For the boys of summer, these years, those years, whenever “it” happens, they should be the times of our lives. Summer nights, sunny days, longer daylight, warmer temperatures, the beauty of the game and the green, symmetrically perfect canvas on which to paint the mural of our youth. Even into my 40’s (years, not temperature) the youthful exuberance that started somewhere in my childhood which still dwells within, bubbles towards outward emotion in the execution of the outstanding defensive play, the perfectly executed slide, or the ‘weightlessness’ (some people call it a blackout moment) moment when the perfect execution of mechanics all come together in the exact perfect sequence to launch the batted ball as fast, and as hard, and with as much conviction as I could muster. When these things do happen, and they do, embrace them. Understand it for what it is. Maybe it’s a brush up against perfection. Or maybe it’s the timing of all we thought could be, coming together, and eclipsing even our own wildest dreams. Maybe it’s a period of time when the right people, with similar goals, and a like-minded approach to achieving those goals, all come together so that you, so that I, can forever have the experience and memory to carry with us. Deeper into the maybe’s; perhaps “it” existed not only for the experience of the present, but more so to be called on in the future. Either way, no matter why, be present. Be engaged. Recognize the moments. Fully savor them and let them wash over you. For if you ask me, it’s better to have engaged fully with all of the senses even for a second than to wish I had been paying closer attention, after the fact.
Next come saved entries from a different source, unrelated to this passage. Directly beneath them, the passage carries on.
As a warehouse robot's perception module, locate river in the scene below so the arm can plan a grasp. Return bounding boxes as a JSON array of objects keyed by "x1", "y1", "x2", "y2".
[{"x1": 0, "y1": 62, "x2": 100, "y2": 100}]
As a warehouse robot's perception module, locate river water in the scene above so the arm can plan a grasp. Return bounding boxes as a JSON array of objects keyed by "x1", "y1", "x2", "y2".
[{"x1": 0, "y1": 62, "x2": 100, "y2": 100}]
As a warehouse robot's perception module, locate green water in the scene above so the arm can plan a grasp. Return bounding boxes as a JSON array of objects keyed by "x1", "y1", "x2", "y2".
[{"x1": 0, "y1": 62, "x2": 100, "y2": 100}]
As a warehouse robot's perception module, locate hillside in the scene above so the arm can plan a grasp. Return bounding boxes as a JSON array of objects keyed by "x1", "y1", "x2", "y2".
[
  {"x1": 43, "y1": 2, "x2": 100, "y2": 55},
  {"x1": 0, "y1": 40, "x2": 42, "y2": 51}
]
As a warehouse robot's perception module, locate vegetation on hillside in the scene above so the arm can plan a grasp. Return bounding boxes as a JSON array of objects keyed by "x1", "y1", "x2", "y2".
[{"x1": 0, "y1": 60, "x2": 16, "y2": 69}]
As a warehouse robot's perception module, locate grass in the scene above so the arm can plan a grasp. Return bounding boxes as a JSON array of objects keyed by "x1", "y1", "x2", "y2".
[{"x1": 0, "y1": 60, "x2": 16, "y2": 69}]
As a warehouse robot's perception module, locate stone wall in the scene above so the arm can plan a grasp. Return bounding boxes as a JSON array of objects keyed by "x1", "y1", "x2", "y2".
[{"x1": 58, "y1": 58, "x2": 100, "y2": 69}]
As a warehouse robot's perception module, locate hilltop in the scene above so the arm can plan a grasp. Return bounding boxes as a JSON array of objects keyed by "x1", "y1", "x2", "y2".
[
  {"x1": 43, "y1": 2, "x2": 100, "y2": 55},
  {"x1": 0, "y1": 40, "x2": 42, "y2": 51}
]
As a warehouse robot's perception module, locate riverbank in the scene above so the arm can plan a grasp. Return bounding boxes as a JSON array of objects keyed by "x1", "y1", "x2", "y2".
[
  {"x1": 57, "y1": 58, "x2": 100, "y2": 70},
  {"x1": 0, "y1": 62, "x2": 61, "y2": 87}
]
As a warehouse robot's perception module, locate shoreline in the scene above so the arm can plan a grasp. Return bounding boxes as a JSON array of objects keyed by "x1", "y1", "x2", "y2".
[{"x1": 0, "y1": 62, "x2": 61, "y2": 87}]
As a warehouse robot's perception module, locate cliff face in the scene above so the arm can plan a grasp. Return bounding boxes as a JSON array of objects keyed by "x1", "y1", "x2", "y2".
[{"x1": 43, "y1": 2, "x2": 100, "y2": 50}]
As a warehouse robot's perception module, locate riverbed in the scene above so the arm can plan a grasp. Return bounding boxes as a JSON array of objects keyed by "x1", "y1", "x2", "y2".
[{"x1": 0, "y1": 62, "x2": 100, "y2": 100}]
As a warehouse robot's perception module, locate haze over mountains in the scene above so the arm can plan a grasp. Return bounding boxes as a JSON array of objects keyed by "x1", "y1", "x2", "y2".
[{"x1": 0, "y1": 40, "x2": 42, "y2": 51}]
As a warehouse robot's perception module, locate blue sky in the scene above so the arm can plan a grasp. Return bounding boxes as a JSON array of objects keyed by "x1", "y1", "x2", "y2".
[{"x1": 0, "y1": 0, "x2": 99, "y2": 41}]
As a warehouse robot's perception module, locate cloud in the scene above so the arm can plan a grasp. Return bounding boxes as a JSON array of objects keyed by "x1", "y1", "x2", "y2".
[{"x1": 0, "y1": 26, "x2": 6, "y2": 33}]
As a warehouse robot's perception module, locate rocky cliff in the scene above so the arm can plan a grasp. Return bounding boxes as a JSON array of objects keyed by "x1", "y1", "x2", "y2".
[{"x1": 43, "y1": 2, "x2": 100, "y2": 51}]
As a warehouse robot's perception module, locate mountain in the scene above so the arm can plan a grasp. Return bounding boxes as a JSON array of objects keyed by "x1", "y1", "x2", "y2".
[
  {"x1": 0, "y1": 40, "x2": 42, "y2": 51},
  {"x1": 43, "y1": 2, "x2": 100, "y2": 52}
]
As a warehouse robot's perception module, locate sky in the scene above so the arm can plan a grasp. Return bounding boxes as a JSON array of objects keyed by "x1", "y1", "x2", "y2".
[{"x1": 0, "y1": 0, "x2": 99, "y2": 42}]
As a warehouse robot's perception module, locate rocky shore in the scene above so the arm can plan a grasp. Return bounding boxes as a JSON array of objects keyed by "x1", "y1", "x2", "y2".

We never do know when these moments in time will start. We certainly don’t know how long they will last. We know even less about when they will end. Then, we don’t know if they’ll ever come our way again. Don’t miss your moments. They could be years, or even seconds, but all of us experience some moments that we wish would never end. Or we wish again for those moments to return to us. Accept them for what they are, moments that pass us by, or even moments that exist around us, and once in a while we are fortunate enough to pass through them. Again, I make the point that I am thankful because “it” was.